# Histopathologic Cancer Detection 
**Optimized for CPU/Local Training**

This notebook is configured to run on your local machine with the dataset on C: drive.

**Key Differences from Kaggle Version:**
- CPU-optimized (no GPU/CUDA required)
- Smaller batch sizes for memory efficiency
- Fewer epochs for faster iteration
- Works with local data paths

**Author**: gittaqui  
**GitHub**: https://github.com/gittaqui/WK_3_CNN_Cancer_Detection

In [None]:
# Setup - Force CPU usage to avoid CUDA errors
import os
os.environ['CUDA_VISIBLE_DEVICES'] = '-1'  # Disable GPU
os.environ['TF_CPP_MIN_LOG_LEVEL'] = '2'   # Reduce TensorFlow warnings

import numpy as np
import pandas as pd
import random
from pathlib import Path
import matplotlib.pyplot as plt
import seaborn as sns
from PIL import Image
import cv2
from tqdm.auto import tqdm
import warnings
warnings.filterwarnings('ignore')

# Deep Learning
import tensorflow as tf
from tensorflow import keras
from tensorflow.keras import layers, models
from tensorflow.keras.applications import EfficientNetB0, MobileNetV2
from tensorflow.keras.preprocessing.image import ImageDataGenerator

# Sklearn
from sklearn.model_selection import train_test_split
from sklearn.metrics import roc_auc_score, roc_curve, confusion_matrix, classification_report

# Verify CPU mode
print(f"TensorFlow: {tf.__version__}")
print(f"GPU Available: {len(tf.config.list_physical_devices('GPU'))}")
print(f"Running on: {'GPU' if tf.config.list_physical_devices('GPU') else 'CPU'}")

# Set random seeds
SEED = 42
random.seed(SEED)
np.random.seed(SEED)
tf.random.set_seed(SEED)

print("\nâœ“ Setup complete - Running in CPU mode")

## 1. Configuration - CPU Optimized

In [None]:
# Paths - Local data on C: drive
BASE_PATH = Path('C:/kaggle_data/cancer_detection')
TRAIN_DIR = BASE_PATH / 'train'
TEST_DIR = BASE_PATH / 'test'
TRAIN_LABELS = BASE_PATH / 'train_labels.csv'

# Verify paths
print("Checking data paths...")
print(f"Base path exists: {BASE_PATH.exists()}")
print(f"Train dir exists: {TRAIN_DIR.exists()}")
print(f"Test dir exists: {TEST_DIR.exists()}")
print(f"Labels file exists: {TRAIN_LABELS.exists()}")

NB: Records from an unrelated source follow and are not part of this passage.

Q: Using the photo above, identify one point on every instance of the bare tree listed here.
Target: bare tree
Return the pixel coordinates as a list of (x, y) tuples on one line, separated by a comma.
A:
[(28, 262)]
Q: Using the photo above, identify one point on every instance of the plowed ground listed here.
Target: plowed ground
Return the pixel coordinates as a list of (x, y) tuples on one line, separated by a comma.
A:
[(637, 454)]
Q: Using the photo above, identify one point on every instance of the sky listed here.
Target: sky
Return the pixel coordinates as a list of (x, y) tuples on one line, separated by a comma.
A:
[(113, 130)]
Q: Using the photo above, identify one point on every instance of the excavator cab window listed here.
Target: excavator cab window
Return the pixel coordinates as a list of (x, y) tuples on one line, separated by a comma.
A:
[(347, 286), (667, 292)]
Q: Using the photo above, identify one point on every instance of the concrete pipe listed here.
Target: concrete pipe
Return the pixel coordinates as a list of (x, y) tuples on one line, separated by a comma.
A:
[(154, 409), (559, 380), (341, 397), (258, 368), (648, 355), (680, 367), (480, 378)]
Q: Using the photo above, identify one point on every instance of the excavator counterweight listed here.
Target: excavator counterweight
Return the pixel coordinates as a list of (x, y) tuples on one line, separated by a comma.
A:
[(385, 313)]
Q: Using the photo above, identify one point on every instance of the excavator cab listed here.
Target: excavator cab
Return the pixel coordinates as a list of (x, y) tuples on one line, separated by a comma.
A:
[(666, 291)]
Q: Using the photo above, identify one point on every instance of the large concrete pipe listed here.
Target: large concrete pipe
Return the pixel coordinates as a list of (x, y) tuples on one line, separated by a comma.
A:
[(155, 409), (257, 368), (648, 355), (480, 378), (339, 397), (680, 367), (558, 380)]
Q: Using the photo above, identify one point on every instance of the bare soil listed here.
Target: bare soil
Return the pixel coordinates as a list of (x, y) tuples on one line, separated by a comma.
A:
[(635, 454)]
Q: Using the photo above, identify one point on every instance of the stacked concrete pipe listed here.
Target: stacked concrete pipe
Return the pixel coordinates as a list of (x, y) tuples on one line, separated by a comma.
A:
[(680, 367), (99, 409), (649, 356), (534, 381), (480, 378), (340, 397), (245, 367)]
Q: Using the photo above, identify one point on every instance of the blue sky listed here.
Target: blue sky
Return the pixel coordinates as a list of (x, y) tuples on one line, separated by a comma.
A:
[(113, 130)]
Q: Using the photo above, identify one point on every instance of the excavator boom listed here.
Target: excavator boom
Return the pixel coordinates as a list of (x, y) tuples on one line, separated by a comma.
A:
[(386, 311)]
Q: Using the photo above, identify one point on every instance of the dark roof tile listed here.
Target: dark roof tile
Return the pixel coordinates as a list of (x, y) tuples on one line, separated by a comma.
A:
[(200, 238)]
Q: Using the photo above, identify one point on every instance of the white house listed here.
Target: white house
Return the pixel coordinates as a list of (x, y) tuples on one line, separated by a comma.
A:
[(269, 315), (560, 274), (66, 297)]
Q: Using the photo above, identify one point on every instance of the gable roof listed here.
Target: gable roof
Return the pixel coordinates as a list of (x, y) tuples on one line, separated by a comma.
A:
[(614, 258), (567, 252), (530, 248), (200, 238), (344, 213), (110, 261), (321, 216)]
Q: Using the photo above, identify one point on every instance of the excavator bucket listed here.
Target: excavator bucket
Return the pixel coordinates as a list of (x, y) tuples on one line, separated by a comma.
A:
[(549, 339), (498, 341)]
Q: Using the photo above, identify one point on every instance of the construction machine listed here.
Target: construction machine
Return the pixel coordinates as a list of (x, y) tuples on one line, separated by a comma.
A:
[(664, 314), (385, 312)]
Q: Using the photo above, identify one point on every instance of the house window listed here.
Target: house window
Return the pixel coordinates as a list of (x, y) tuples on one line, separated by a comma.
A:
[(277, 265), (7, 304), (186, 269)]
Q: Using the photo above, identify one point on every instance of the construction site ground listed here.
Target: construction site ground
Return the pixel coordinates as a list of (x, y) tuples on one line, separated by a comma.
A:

# CPU-Optimized Configuration
CONFIG = {
    # Image settings
    'IMG_SIZE': 96,
    'BATCH_SIZE': 32,  # Smaller for CPU
    'CHANNELS': 3,
    
    # Training settings
    'EPOCHS': 15,  # Fewer epochs for local testing
    'LEARNING_RATE': 1e-3,
    'VALIDATION_SPLIT': 0.2,
    
    # Model settings
    'ARCHITECTURE': 'MobileNetV2',  # Lighter model for CPU
    'DROPOUT_RATE': 0.3,
    'DENSE_UNITS': 128,  # Smaller for CPU
    
    # Augmentation
    'USE_AUGMENTATION': True,
    'TTA_STEPS': 3,  # Fewer TTA steps for speed
    
    # Optimization
    'EARLY_STOPPING_PATIENCE': 4,
    'REDUCE_LR_PATIENCE': 2,
    'REDUCE_LR_FACTOR': 0.5,
    
    # Sampling (for quick tests)
    'USE_SUBSET': False,  # Set True for quick testing
    'SUBSET_SIZE': 10000,  # Use smaller dataset for testing
}

print("\nConfiguration:")
for key, value in CONFIG.items():
    print(f"  {key}: {value}")

# Save directory
SAVE_DIR = Path('D:/MS_in_AI/WK3_CNN_Detection/WK_3_CNN_Cancer_Detection/models')
SAVE_DIR.mkdir(exist_ok=True)
print(f"\nModels will be saved to: {SAVE_DIR}")

## 2. Load Data

In [None]:
# Load training labels
train_df = pd.read_csv(TRAIN_LABELS)
print(f"Total training samples: {len(train_df):,}")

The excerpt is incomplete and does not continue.